Block of the Month - November

Craft, Sewing, Textiles, TutorialsKate Marsden

How is it November already?! I'm getting on nicely with my little quilt and today I'm sharing the second block I've designed...

This one features my Barbican fabric in both yellow and blue, Battersea in blue and my (now discontinued) Bankside design. Here's the template in case you'd like to stitch along with me:

I stitched these pieces together in the same way as I did last time - once again it is a little wonky!

I could probably resolve this by remaking the pattern pieces with the seam allowances added.

Ever impatient, I've decided to stitch the blocks together as I go along so I can see the quilt progressing...

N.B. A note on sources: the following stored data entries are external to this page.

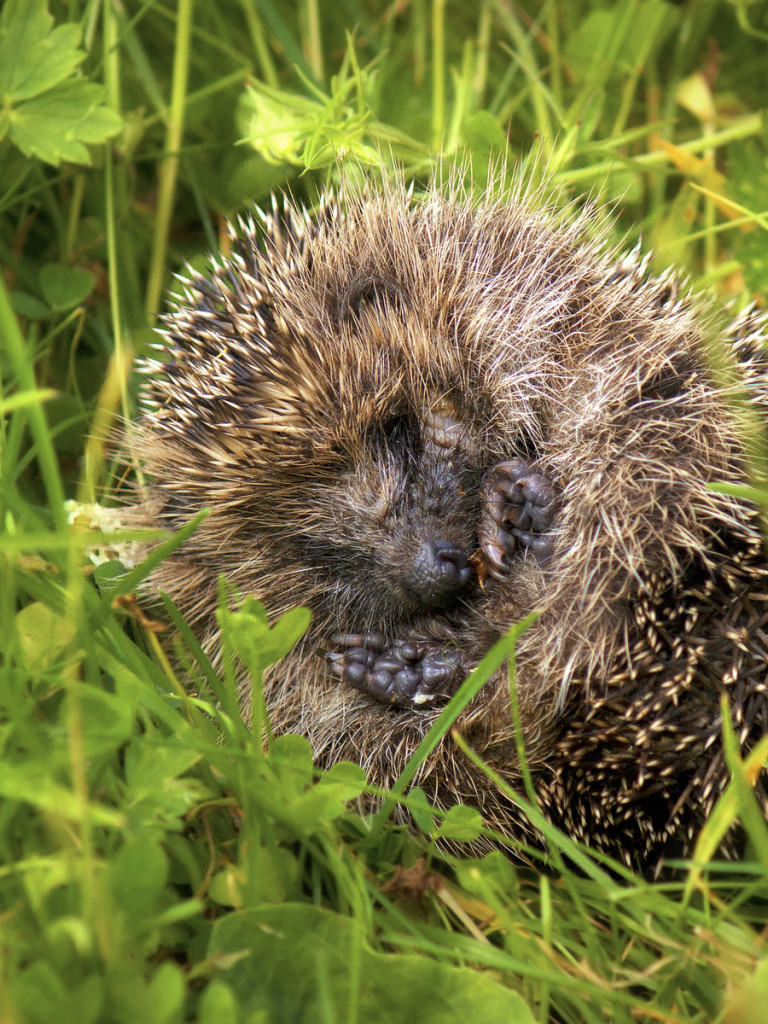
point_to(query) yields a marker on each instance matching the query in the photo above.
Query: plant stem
(169, 167)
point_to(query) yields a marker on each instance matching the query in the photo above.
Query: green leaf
(421, 810)
(32, 57)
(217, 1006)
(44, 635)
(137, 876)
(57, 125)
(25, 304)
(307, 965)
(65, 287)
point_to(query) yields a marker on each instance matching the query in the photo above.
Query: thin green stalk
(742, 128)
(481, 64)
(555, 67)
(22, 365)
(169, 167)
(438, 72)
(260, 45)
(313, 46)
(76, 204)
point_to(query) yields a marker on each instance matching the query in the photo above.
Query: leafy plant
(162, 857)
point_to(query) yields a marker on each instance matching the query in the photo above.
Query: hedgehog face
(392, 527)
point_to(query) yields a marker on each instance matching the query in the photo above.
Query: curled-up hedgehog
(427, 417)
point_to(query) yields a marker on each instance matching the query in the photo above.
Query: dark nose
(438, 572)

It would be lovely if you could join in with me! You can find the first block here. If you do make one (or all of them!) please share with the hashtag #madebymrsmblockofthemonth

Made By Mrs M Block of the Month

Craft, Sewing, Textiles, TutorialsKate Marsden

So, I've been wanting to make a quilt from my fabrics for an age - but I've really struggled to find time. I'm also rather inexperienced with quilting - I have one wonky hand pieced quilt under my belt and I'm half way through an English paper pieced hexagon quilt (which I've been working on for 2 years...). It didn't bode well.

Then I had a thought - lots of the quilting magazines and various blogs do a block of the month - so why don't I try designing my own simple blocks using my fabrics and challenge myself to post one a month here? So, here's block number 1 and it's machine pieced...

Super simple (and already a little wonky - that'll be the charm *cough*). I've used my new Suburban Streets and London Town Dotty fabrics along with Barbican in blue. Here's how I made it, in case you fancy joining in!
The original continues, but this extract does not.